最近はとみに英語を学べとか、英語をつかえなかったら世界で通用しないとかいわれるようになってきた。たしかに英語で不自由しないというのは、国際人の第一歩といえよう。
しかし、単に英語をしゃべるだけの英語屋に終始しては、真の国際人にほど遠い。なにを話すかの中身がなかったら、コミュニケーションどころではない。また、伝えようとする事柄の背景にある自分の思想や哲学がなかったら、根なし草のコスモポリタンぐらいに扱われるだけだ。
ヨーロッパに長くいて、それを痛感させられた。日本人として、どれだけ日本の歴史や文化伝統といったものを自分の考えとして述べられるか。それが、仕事でも日々の生活でも、いろいろな局面で常識のように問われる。
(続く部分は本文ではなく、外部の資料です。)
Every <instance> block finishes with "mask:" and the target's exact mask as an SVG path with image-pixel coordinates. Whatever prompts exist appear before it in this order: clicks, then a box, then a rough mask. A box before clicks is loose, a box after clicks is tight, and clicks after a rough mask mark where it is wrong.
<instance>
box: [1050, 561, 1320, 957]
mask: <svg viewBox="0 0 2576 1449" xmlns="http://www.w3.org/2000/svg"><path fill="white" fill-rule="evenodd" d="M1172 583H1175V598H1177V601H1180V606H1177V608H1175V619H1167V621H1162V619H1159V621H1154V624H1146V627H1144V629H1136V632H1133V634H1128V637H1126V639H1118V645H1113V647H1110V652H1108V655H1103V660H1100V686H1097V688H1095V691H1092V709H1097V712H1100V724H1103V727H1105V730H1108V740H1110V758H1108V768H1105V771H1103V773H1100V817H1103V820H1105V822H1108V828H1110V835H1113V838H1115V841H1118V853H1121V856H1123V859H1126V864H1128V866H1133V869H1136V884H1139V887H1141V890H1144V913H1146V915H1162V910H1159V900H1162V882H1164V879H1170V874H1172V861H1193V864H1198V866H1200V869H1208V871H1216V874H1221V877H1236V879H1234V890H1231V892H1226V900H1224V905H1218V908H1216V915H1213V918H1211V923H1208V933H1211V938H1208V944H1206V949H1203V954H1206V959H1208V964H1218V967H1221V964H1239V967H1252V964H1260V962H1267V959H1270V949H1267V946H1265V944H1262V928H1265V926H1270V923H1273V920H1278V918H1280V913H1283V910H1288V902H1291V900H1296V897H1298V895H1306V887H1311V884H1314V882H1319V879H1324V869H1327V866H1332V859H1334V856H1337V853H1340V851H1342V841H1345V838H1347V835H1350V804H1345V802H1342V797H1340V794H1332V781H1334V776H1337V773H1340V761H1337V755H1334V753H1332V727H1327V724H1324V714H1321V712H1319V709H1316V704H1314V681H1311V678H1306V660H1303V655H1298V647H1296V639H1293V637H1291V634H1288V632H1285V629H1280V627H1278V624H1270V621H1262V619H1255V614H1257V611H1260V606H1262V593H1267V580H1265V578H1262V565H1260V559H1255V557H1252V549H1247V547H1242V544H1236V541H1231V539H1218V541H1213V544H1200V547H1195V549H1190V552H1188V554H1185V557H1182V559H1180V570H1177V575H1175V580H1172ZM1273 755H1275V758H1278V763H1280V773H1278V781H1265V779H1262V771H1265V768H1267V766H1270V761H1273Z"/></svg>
これはマズイぞということで、猛烈に勉強した。最初に手に取ったのが、新渡戸稲造の「武士道」であった。明治のあの頃に、どうしてこれだけの書を英文で執筆できたのか、もう驚きの一言だった。その教養の広さ深さ、そして英語力、どれひとつとっても、すごい日本人がいたものだと深い感銘を覚えた40数年前が懐かしい。
その後、折にふれて「武士道」とは縁があって、その延長線で本書に出会えた。文字通り国際人の先駆者である新渡戸稲造の凄さを、あらためて学ばせてもらった。
本書にもあるが、新渡戸稲造は自分の考えを堂々と述べている。それが、どう世の批評を浴びようが、自分の言葉には責任をもつ。それが真の国際人としての心構えである。